Mr. Diokno said Maharlika’s initial capital will not come from dividends provided by government-owned and -controlled corporations (GOCCs).
He said Maharlika will have at least $5 billion worth of initial funding, including P100 billion from the Bangko Sentral ng Pilipinas (BSP).
“That’s 100% of (the bank’s) net income for two years and 50% for the succeeding year. The gross international reserves won’t be touched,” Mr. Diokno said.
“BSP Governor Felipe M. Medalla acknowledged that the BSP is in a good financial state. He categorically said that BSP can afford to gradually increase its capitalization from P50 billion to P200 billion. In fact, at the height of the COVID-19 pandemic, the BSP declared a substantial dividend in favor of the NG, much higher than any GOCC, though it was not required to do so by law,” he added.
Other financing sources are Land Bank of the Philippines (LANDBANK) with P50 billion or 3.8% of its P1.3 trillion investible funds; the Development Bank of the Philippines (DBP) with P25 billion or 3.1% of its P800 billion in investible funds, and privatization proceeds equal to P100 billion that could potentially rise to P150 billion.

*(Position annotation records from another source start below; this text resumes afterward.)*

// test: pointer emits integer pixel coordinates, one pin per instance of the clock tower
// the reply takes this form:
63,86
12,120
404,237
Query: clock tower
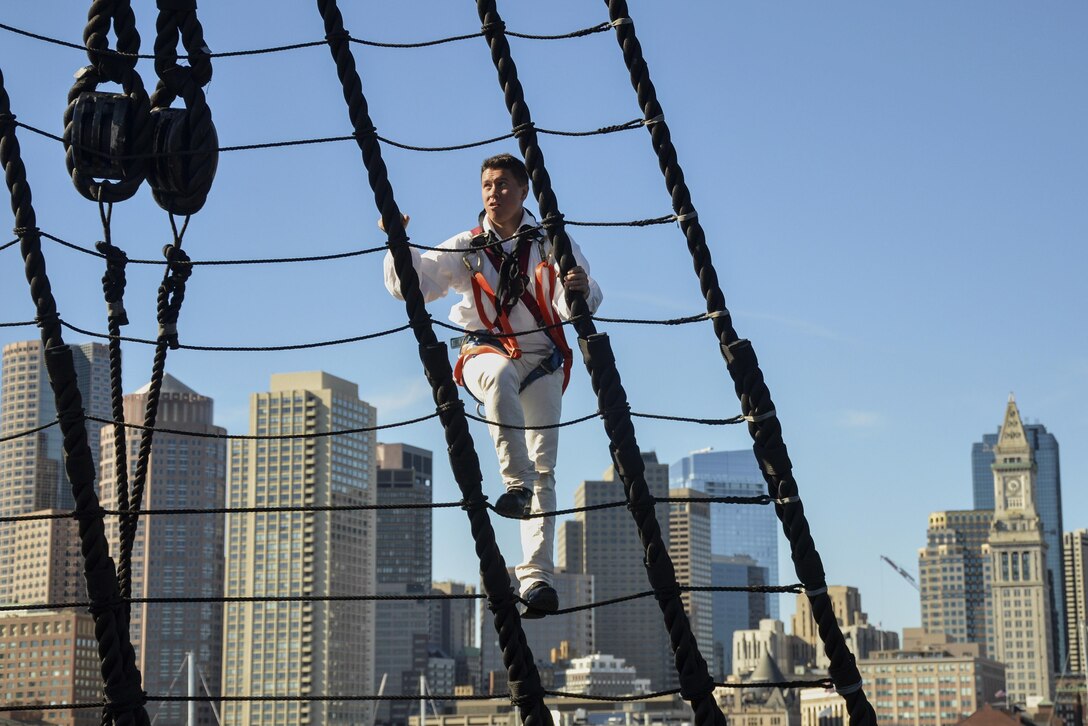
1022,632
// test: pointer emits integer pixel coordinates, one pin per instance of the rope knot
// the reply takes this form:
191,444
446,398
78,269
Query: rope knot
91,514
522,127
474,503
695,686
528,691
667,593
501,601
643,505
113,281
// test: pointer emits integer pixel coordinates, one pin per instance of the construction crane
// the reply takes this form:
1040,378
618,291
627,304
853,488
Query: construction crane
902,573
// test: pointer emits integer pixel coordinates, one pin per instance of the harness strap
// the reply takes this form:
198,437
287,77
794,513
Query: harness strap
540,308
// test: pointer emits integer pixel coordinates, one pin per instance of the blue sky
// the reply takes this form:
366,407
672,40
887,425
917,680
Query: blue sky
893,195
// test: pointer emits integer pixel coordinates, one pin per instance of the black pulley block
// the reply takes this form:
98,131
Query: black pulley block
106,137
185,155
100,134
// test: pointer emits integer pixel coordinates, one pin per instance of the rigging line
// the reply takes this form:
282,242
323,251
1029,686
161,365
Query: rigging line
360,337
312,44
627,125
761,500
819,683
27,432
355,253
263,437
227,348
432,597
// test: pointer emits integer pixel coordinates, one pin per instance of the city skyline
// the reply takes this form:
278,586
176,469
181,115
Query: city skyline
407,472
459,576
913,186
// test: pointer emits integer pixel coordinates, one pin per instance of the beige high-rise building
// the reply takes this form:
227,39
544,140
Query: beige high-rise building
47,565
310,648
174,555
1022,632
954,575
1075,562
50,657
32,467
690,549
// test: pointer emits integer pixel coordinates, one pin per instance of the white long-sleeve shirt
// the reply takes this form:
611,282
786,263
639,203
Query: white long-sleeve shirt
441,271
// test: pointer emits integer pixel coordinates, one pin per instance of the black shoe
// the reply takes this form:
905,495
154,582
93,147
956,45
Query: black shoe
515,502
541,600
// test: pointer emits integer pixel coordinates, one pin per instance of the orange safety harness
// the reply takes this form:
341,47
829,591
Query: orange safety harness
499,337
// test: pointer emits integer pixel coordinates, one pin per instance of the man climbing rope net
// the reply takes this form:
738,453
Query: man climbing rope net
519,379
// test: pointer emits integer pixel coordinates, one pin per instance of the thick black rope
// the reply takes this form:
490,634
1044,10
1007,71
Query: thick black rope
120,675
116,68
181,185
113,291
754,395
170,298
462,456
695,681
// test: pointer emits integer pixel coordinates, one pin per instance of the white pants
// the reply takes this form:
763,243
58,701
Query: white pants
526,458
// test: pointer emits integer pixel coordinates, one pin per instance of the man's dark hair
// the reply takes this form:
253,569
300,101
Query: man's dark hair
508,162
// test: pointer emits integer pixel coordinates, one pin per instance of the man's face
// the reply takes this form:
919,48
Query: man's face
503,196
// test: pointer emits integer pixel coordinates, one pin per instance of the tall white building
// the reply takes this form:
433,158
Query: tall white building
321,649
174,555
1021,595
1075,561
32,467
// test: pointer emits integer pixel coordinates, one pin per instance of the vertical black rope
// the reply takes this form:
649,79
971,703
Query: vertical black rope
517,657
170,298
695,683
180,184
113,291
120,674
754,395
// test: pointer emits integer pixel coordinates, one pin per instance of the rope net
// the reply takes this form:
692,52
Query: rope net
181,172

“Since the MIF can only be used for investment in infrastructure projects approved by the NEDA Board, I’m sure both investments by the LANDBANK and the DBP will give a higher return on investment compared to what both institutions are getting right now,” he added.

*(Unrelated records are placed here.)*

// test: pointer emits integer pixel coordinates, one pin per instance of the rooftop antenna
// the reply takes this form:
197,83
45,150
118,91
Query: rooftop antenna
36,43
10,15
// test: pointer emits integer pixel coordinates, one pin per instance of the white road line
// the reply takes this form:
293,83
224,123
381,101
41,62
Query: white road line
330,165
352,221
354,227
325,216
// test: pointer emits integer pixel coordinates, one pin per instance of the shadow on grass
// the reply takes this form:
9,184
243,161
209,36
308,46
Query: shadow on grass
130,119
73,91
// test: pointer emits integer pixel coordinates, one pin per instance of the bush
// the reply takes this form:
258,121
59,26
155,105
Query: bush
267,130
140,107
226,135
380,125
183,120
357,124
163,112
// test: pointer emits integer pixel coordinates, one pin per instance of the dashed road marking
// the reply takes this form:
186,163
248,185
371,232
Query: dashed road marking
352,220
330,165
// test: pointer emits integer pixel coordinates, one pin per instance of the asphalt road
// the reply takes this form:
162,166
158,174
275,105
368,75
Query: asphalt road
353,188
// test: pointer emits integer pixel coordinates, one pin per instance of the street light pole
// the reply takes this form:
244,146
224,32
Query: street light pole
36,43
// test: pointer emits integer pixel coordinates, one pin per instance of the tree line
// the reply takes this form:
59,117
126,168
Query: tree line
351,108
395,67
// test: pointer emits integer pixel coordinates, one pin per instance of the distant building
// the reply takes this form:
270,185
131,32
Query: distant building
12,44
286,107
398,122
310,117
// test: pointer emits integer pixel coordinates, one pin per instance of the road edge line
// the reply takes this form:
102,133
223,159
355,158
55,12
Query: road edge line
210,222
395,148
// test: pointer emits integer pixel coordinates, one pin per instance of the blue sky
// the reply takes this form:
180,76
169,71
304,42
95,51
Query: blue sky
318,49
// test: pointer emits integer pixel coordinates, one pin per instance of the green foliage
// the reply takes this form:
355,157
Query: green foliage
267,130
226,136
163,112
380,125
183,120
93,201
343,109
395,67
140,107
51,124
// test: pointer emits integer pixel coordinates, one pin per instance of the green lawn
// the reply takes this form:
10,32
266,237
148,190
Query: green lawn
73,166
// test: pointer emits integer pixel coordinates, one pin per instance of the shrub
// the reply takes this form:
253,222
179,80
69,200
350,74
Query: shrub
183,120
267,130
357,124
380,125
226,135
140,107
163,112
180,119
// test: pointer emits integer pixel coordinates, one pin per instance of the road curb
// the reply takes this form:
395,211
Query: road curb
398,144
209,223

He also cited other potential sources of funds, such as foreign-exchange denominated infrastructure bonds and royalties from the mining sector.
“As new sources for large priority projects are developed, the fiscal space of the National Government will widen. This means more resources of the government might be allocated for investment in human capital and social protection,” Mr. Diokno said.
“As a result of the scarring effect of the pandemic, upskilling and retraining of our young population have high social and economic payoff. In an aging world population, our young people — tech-savvy, easily trainable, and mostly English speaking — are our most formidable asset,” he added.